Rabbi Haim Amsallem
Rabbi Haim AmsallemIsrael news photo: Flash 90

Former Shas MK Rabbi Haim Amsallem regrets not joining the Bayit Yehudi party in the last elections, despite offers to do so by the religious Zionist party.

In an interview with Arutz Sheva, Amsallem revealed that before the elections, there were “understandings between members of Bayit Yehudi and myself,” regarding an agreement to join forces. The plan was to have Amsallem run as the sole hareidi candidate on the Bayit Yehudi list. Instead, he ran at the head of an independent list, Am Shalem, which failed to pass the minimum threshold for entering the Knesset.

"I believe that the hareidi and non-hareidi sephardic public is close to the religious Zionist outlook,” he said. “We should not have proceeded in two separate forces. If [secular] MK Ayelet Shaked was able to find her place in Bayit Yehudi... I imagine that the Am Shalem movement could also have done that, and that is a missed opportunity.
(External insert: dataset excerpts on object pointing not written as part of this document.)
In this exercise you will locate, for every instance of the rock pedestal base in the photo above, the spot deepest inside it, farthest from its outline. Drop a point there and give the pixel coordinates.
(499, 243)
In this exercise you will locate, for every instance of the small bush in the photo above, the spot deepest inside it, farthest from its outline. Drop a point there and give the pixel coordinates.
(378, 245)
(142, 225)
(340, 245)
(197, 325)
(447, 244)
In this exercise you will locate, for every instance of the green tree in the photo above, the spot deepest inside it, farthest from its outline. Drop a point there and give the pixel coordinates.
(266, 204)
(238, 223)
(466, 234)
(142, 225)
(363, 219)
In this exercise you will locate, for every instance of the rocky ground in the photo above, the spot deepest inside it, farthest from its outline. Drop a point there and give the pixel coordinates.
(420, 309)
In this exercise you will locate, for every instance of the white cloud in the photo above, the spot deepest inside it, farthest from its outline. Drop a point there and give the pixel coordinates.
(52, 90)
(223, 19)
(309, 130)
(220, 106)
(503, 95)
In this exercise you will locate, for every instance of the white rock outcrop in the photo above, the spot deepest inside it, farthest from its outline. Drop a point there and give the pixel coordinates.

Mine, and Bayit Yehudi's, too."

Amsallem predicted that Shas will shrink in size. “Shas as a magnet for the Sephardic public is at the end of its road,” he said. “Eventually, Shas will turn into a sephardic hareidi party like its Lithuanian twin sister [United Torah Judaism]. This is a public that will stand at two to three Knesset seats.

“The masses of moderate sephardim, most of whom wear knitted kippot, residents of the periphery and the development towns, understand today that it was an illusion, a deception,” he went on. “They understand that Rabbi Ovadia Yosef is the last in the line of Sephardic rabbis, because the other rabbis have already studied in the Ashkenazi yeshivas. They are Sephardim, true, but their path is not the path of Sephardic halakha and legal decisions.”

Amsallem was elected into the 18th Knesset on the Shas list but quickly became a pariah in the party after voicing independent dissenting opinions on issues such as the alleged discrimination against Sephardic girls at a hareidi school in Emanuel, and accusing Sephardic hareidi leaders of kowtowing to the Ashkenazi-Lithuanian hareidi stream.